Big data is big news. Companies like Amazon, Google and major supermarkets are delivering new services and competitive advantage through analysing their massive datasets. The Economist reports that 30% of Amazon’s sales are through its “you may also like” recommendations.
Organizations everywhere want to make similar use of their own data. Articles and conferences on "predictive analytics" and "data science" are popping up everywhere. Even the New York Times has been promoting careers in statistics as "cool".
But, are we learning the right lessons from the successes of Amazon et al? Should decision scientists be focusing their efforts on helping organizations make sense of the data they have?
Massive datasets are a byproduct of something the showcase "big data" companies do that is, arguably, more important—they crowdsource data in real-time. Both crowdsourcing and real-time data collection are valuable. Together they are dynamite.
Making one small team within the organization responsible for collecting and "cleaning" the "official" data limits the volume of data that can be collected and increases the possibility of bias. Crowdsourcing mitigates those problems—and is cheaper.
The quality of data decays over time. Different industries experience different decay rates, but basing decisions on old data risks missing fundamental changes. Obviously, lagging data is almost useless when responding to a crisis. Real-time data collection means decisions can take the immediate situation into account.
Before you ask how you can draw insights from your existing databases, it may be advantageous to ask how you can build higher quality databases in the first place.
Tools to assist decision-makers are increasingly drawing on existing data and then combining it with the decision-makers’ assumptions and beliefs to predict outcomes and suggest action. These assumptions and beliefs are then often discarded once the decision has been made. However, these are real-time insights from the front-line. Capturing and storing them would allow decision-makers to tap into the current views of their peers—and monitor shifts in these views over time.

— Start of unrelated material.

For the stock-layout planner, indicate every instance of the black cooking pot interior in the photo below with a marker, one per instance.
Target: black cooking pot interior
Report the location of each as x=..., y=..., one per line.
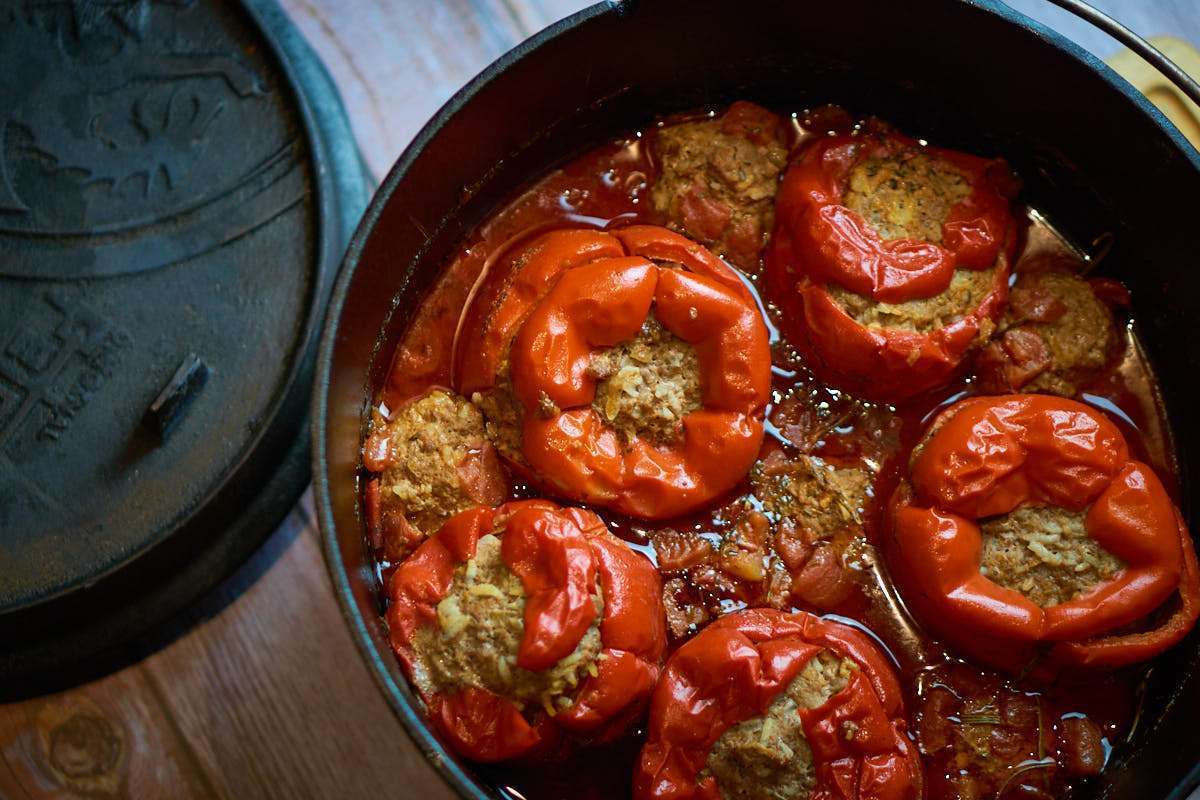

In addition to designing decision-making tools to produce insights, we also need to design them to collect insights. The latter activity may be the real innovation.
Privacy
Of course, there are potential privacy implications to be considered in crowdsourcing data. However, collecting data about an organization (as opposed to individuals), in the course of paid employment, and with full disclosure, raises few privacy issues. It is similar to writing and publishing a business report.